Un “identikit certificato” per il Brigidino di Lamporecchio

Il Brigidino di Lamporecchio è entrato a tutti gli effetti nell’Elenco nazionale dei prodotti agroalimentari tradizionali (PAT) della Toscana.

Un primo ingresso era avvenuto già nel 2002 ma, con la revisione della scheda che lo descrive, si consacra tra i 464 prodotti tipici che testimoniano la storia gastronomica dell’alimentazione toscana cristallizzando il nome del prodotto e la sua carta di identità.

Il fermo imposto dal periodo pandemico è stata l’occasione per una riflessione su come iniziare un percorso per esaltare ancor più il prestigio di un prodotto della tradizione, autentico re di ogni fiera o sagra.

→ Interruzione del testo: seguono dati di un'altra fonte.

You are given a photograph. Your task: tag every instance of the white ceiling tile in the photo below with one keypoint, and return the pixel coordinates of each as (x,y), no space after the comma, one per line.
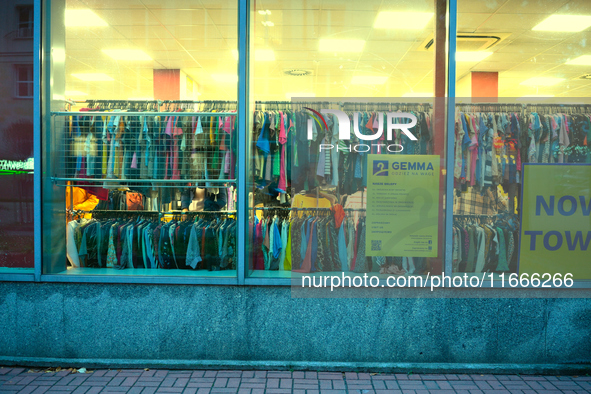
(531,6)
(488,6)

Così, a inizio dell’estate del 2021 il Comune di Lamporecchio, insieme ai produttori, alle associazioni di categoria e ai maestri brigidinai, ha avviato il percorso con la Regione Toscana per l’approvazione dell’aggiornamento della scheda presente nei PAT.

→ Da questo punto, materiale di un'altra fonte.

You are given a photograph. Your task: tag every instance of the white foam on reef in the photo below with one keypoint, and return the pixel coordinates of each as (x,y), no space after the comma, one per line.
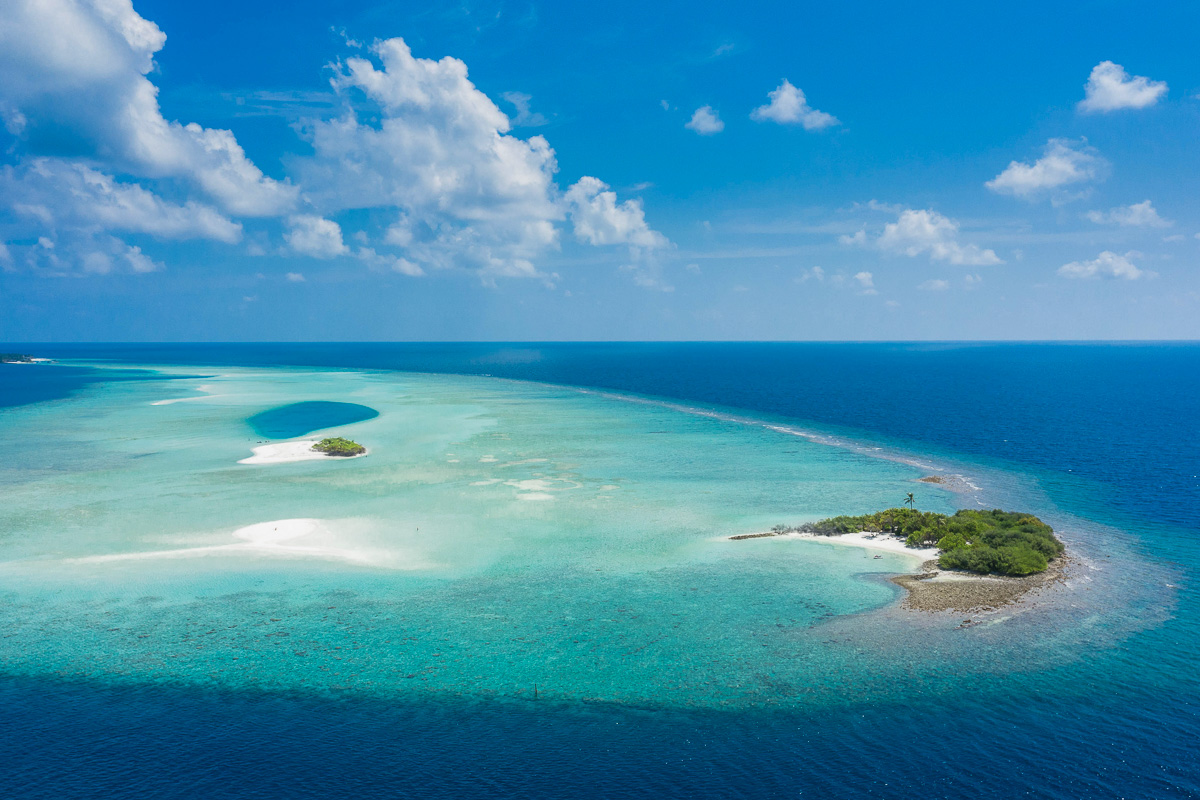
(289,451)
(304,539)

Questo ha comportato non solo una più puntuale messa a punto della ricetta del Brigidino, ma soprattutto la necessità di confrontarsi con gli accresciti volumi produttivi di questa fragile ed aromatica cialda che negli anni ha guadagnato posizioni sui mercati, anche esteri.

E’ stato grazie al lavoro compiuto dalle ditte produttrici e dai brigidinai che è stata realizzata la revisione della scheda che, oltre a dar conto del nome del prodotto e della sua storia, riporta la ricetta originale, che, in modo univoco, individua il vero e inimitabile Brigidino di Lamporecchio.